A Florida judge said Gawker founder Nick Denton “misled” the court about the value of his company — and punished him by ruling that Hulk Hogan could start seizing his assets.
Denton told Judge Pamela Campbell in June that Gawker Media Group, Inc. was worth $276 million.
He didn’t have the cash to post the $50 million bond required to appeal the $140 million verdict awarded to Hogan, so he offered his stock in Gawker instead.
Denton said that his 30 percent stake in Gawker was worth $81 million.
The $81 million figure was “used to give [Hogan] and this court the impression that the stock had significant value,” Campbell says in a decision released Friday.
Based on that representation Campbell agreed to the offer—only to learn later that the stock was worth closer to $30 million.
“Mr Denton…misled this court in connection with [his] pledge of Gawker Media Group, Inc. stock by concealing material information about the value of that stock which a reasonable person, under the circumstances, should have disclosed,” Campbell says in the order.
What Denton did not disclose is that he’d already prepared to file bankruptcy on behalf of Gawker and had pledged to sell the company for just $90 million.
That sale price meant that Denton’s share was worth under $30 million—not the $81 million he cited to the court.
“These are all material facts affecting the value of the stock Mr. Denton and Mr. Daulerio pledged,” Campbell says in the ruling.
“The integrity of the civil litigation process depends on truthful disclosure of facts. Revealing only some of the facts does not constitute truthful disclosure,” she writes.
In Friday’s ruling the judge found that the new, $30 million value of Denton’s stock “is not adequate” for the bond.
So she ruled that Hogan can start collecting on the jury award.
Hogan’s attorney, David Houston, said his client “will do all within his power to enforce his judgment against” Denton.
Denton plans to ask an appeals court for an emergency stay of Judge Campbell’s ruling.
“I have to say that I think the court really got this one wrong,” Denton said. “The $81 million company valuation the court relied on was Hogan’s valuation. We told the court they did not know what the company’s shares would be worth.
“There was no misrepresentation,” he said.
Media executive misled court about company value, judge says
Court frees pro wrestler to try to seize Denton’s assets
Gawker Media founder Nick Denton lost his latest bid to halt enforcement of the $140 million verdict won by Hulk Hogan in an invasion-of-privacy lawsuit, according to a court document provided by the former pro wrestler’s attorney.
Florida Judge Pamela Campbell said Friday that she would let Hogan try to collect the jury award — in part because Denton misled her at a June 10 hearing about the value of his company stock.
Typically, the loser of a lawsuit has to turn over money or something valuable to the court while pursuing an appeal. Denton had told the court at the hearing that he would use stock in Gawker worth $81 million as security to guarantee payment of the jury verdict. But the media company had, just the day before, approved resolutions to put itself into bankruptcy.
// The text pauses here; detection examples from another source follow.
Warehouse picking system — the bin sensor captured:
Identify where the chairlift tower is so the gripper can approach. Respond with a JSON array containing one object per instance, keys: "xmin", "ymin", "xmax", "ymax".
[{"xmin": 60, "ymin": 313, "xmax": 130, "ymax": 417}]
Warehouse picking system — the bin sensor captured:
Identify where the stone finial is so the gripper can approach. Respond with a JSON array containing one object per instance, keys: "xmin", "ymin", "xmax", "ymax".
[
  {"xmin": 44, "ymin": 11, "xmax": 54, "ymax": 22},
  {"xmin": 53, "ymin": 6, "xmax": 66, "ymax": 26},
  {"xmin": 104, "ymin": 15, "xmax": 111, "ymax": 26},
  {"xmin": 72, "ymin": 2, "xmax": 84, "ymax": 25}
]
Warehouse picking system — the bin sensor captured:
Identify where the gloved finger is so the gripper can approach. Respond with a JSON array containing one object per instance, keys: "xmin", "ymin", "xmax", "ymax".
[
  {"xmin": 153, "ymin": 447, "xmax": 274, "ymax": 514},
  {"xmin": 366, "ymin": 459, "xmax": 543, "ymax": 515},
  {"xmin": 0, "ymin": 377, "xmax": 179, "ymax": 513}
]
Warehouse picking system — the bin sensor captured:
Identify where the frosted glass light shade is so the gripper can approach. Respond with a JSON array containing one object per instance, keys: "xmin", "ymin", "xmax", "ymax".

Also, in May, a potential buyer had offered to make an opening bid of $90 million for the company’s assets, meaning Denton’s shares would be worth much less than what the court was told.
The judge said Denton hid “material information about the value of that stock which a reasonable person, under similar circumstances, should have disclosed.”
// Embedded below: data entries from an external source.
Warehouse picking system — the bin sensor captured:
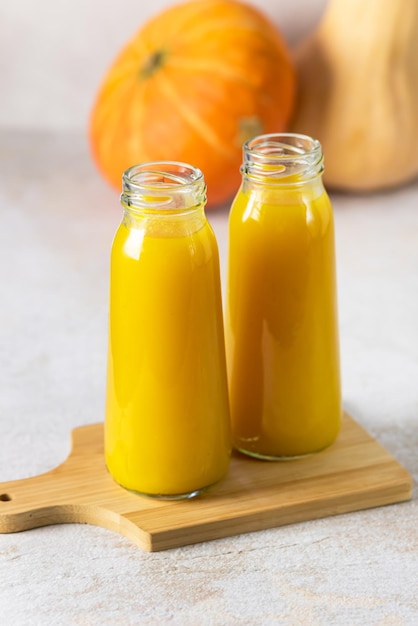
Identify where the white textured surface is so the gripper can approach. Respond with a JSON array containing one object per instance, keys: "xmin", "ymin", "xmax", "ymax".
[{"xmin": 0, "ymin": 133, "xmax": 418, "ymax": 626}]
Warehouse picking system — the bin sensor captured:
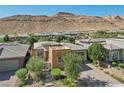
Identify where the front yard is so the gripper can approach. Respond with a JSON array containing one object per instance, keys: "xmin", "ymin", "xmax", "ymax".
[{"xmin": 103, "ymin": 67, "xmax": 124, "ymax": 83}]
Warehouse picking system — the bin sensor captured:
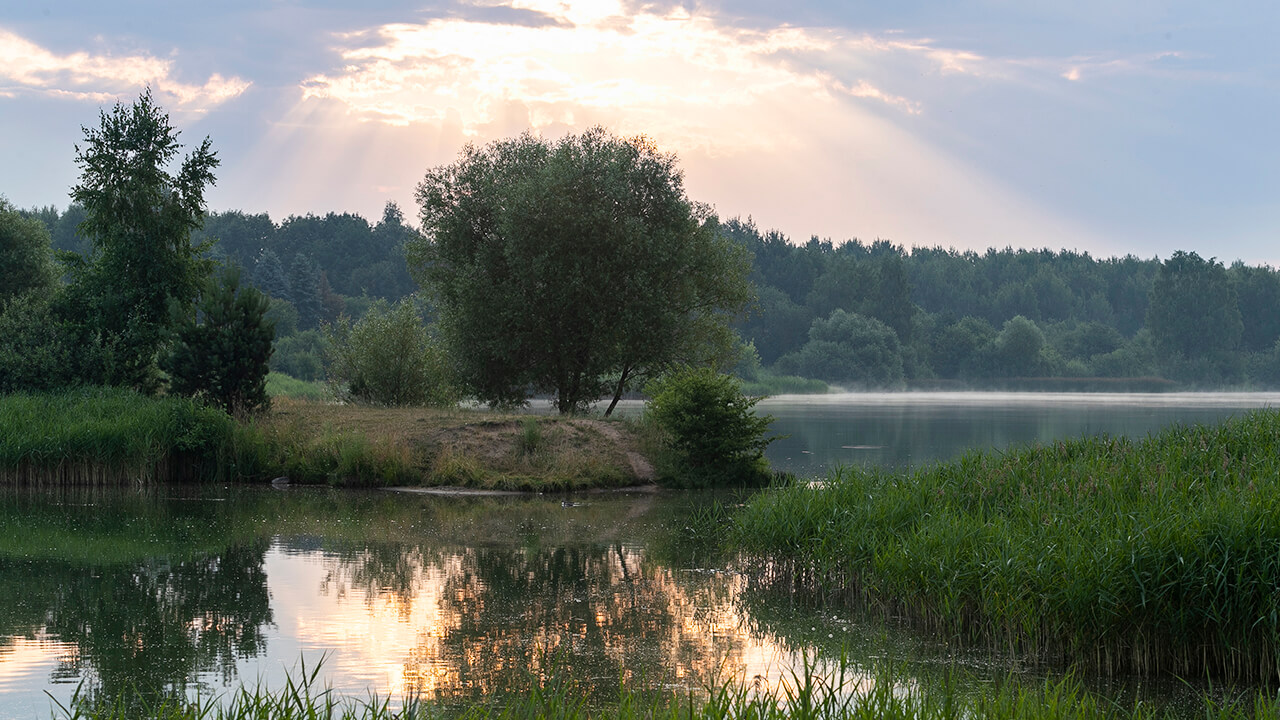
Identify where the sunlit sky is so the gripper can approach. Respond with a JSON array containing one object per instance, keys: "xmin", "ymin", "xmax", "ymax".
[{"xmin": 0, "ymin": 0, "xmax": 1280, "ymax": 264}]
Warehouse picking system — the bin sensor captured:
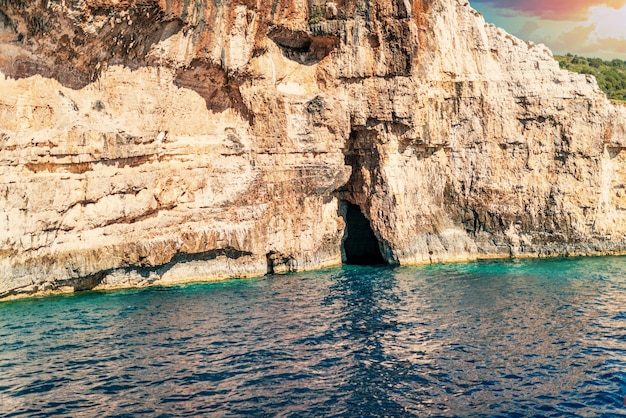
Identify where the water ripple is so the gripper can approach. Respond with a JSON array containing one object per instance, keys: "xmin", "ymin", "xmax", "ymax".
[{"xmin": 0, "ymin": 258, "xmax": 626, "ymax": 417}]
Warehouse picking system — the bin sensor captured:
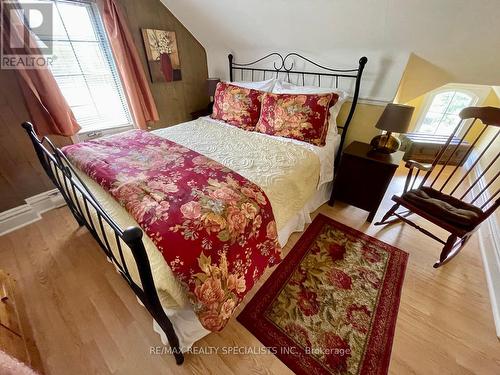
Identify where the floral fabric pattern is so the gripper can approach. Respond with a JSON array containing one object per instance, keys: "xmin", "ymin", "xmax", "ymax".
[
  {"xmin": 238, "ymin": 215, "xmax": 408, "ymax": 375},
  {"xmin": 63, "ymin": 130, "xmax": 281, "ymax": 331},
  {"xmin": 256, "ymin": 93, "xmax": 338, "ymax": 146},
  {"xmin": 212, "ymin": 82, "xmax": 263, "ymax": 130}
]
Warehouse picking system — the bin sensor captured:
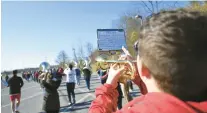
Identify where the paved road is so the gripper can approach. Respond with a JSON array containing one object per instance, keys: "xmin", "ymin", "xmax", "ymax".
[{"xmin": 1, "ymin": 75, "xmax": 140, "ymax": 113}]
Gregg Thomas, an attorney for Denton, referred questions to Gawker’s First Amendment lawyer Seth Berlin, who didn’t immediately return a call for comment. Denton has said that allowing Hogan to collect while appeals of the verdict are pending threatens guarantees of freedom of the press.
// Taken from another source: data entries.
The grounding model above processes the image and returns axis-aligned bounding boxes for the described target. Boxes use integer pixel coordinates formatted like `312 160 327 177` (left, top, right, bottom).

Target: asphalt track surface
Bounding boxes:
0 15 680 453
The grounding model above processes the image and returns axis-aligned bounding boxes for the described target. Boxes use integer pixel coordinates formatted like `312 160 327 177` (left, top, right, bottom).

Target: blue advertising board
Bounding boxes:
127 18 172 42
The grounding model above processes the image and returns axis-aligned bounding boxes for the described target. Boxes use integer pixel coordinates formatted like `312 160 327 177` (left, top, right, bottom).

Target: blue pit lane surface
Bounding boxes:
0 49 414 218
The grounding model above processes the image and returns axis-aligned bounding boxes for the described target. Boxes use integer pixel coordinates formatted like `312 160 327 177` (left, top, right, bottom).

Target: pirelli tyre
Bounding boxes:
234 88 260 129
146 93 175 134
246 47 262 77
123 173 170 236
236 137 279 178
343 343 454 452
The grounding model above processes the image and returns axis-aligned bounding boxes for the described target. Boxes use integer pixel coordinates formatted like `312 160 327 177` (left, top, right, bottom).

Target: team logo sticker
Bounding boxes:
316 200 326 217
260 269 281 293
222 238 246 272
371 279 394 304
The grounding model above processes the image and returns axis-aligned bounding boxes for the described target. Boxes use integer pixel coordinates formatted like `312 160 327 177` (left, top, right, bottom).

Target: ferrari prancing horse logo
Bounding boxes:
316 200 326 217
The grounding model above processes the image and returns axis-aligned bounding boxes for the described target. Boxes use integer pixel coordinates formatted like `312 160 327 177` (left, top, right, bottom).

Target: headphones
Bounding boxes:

For now, Gawker’s bankruptcy in Manhattan federal court protects it from enforcement of the Hogan verdict. The federal judge refused to extend that shield to Denton, who would have to file his own bankruptcy to put the brakes on collection efforts against him personally.
A jury found that Denton and a former Gawker editor, A.J. Daulerio, invaded Hogan’s privacy by publishing video excerpts of the wrestler having sex with a friend’s wife.
Hogan’s attorney David Houston said Denton may try to get an appeals court in Florida to halt collection. If that effort fails, Hogan could file court papers by Monday in New York, where Denton’s assets are located, that will enable him to collect, Houston said.
While protected from Hogan in bankruptcy, Gawker plans to sell itself at a court-supervised auction. Ziff Davis has agreed to open with a $90 million bid and to keep Denton on if it wins. Under bankruptcy court rules, Hogan’s judgment would be treated as an unsecured claim against Gawker, meaning he stands to collect a share of the sale proceeds only after more senior creditors are paid in full.
The case is Bollea v. Gawker Media LLC, 12012447-CI-011 (Florida 6th Judicial Circuit, Pinellas County). The bankruptcy case is In re Gawker Media LLC, 16-11700, U.S. Bankruptcy Court, Southern District of New York (Manhattan).